Taehyung aklında ise yanında kokusunu alabildiği kadar yakınında olan çocuğun kabul ettiği teklifi vardı. O sahneyi asla aklından çıkaramıyordu. Jeongguk'un anında kendine karşılık vermesi. Ayrıldıklarında kendi öpmek istemesi ve bunu yüzlerce insanın içinde göstermesi. Taehyung'un da gülüşü yüzünde büyüdü de büyüdü.

Çalan kapı ile ikili ayaklanmıştı. Taehyung bu saatte kimin gelebileceğini düşünüyordu. Çünkü saat gece yarısına geliyordu neredeyse. Gece yarısı olmasına neredeyse bir kaç dakika vardı.

Kapıyı açtıklarında karşılarında pasta ve değişik kıyafetlerle bulunan arkadaşlarına bakıp kahkaha atmıştı. Bi anda söylenmeye başlanan şarkı ile Taehyung dondu. Jeonggukla olduğu zamanlarda tarih kavramını yitirmişti. Bugünün doğum günü olduğunu unutmuştu. Mutlulukla parlayan gözleri ile arkadaşlarını içeri davet etmişti.

Jeongguk içeri giren kişilere baktı. Hastaneye gittiği gün gelen kişilerdi. Hepsine gülümseyerek tekrar içeri adımladı. O gün hepsi ile tanışmıştı. Sonrasında ise Hoseok ile özel bir şekilde tanışmıştı onu yormamak adına.

Seokjin içeri girdiği anda gördüğü battaniye ile çığlık atıp eline aldı. Ne olduğunu anlamayanlar içeri girdiler. Seokjin'in Taehyung'un küçüklük battaniyesine sarıldığını gören dörtlü kahkaha atmıştı. Hoseok Jeongguk'u omzundan tutup koltuğa oturtturdu. Bir yanında Seokjin diğer yanında Hoseok ile oturan Jeongguk neler olduğu anlamadı ilk önce. 

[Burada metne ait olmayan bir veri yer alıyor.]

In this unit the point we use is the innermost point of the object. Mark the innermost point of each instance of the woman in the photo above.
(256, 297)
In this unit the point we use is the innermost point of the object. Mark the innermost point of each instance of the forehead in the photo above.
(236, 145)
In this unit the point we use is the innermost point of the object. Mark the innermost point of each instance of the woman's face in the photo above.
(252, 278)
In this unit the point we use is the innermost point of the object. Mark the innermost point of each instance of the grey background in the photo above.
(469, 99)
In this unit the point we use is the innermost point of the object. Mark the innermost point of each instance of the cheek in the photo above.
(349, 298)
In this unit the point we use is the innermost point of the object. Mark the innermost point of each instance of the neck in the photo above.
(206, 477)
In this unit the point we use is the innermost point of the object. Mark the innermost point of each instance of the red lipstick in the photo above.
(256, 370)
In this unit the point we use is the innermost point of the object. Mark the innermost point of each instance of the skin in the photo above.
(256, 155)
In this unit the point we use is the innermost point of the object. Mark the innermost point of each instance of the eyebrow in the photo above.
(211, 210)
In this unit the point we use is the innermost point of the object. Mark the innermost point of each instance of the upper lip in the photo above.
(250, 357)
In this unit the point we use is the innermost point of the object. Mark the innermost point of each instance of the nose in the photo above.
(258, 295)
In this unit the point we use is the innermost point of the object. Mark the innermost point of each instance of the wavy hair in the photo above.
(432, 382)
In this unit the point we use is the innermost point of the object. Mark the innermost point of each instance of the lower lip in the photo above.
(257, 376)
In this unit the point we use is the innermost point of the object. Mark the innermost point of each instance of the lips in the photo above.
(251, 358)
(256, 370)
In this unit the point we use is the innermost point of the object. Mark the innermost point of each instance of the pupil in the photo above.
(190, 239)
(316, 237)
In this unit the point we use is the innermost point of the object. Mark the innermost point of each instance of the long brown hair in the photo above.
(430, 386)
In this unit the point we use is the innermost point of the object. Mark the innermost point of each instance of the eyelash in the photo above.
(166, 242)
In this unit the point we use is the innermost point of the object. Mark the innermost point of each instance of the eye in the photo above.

"Bak şimdi Jeongguk. Bu Taehyung'un küçüklük battaniyesi. Babası saklamış hep bunu bir gün yine birlikteyiz eve geldik babasının elinde bu var. Sonra aklımda canlandı bütün anılarımız."

"Hyung, Taehyung nasıl bir çocuktu?"

Jeongguk'un büyük gülümsemesi ile sorduğu soruyla Seokjin derince yutkundu. Yutkunma sesi Jeongguk'a kadar gitti.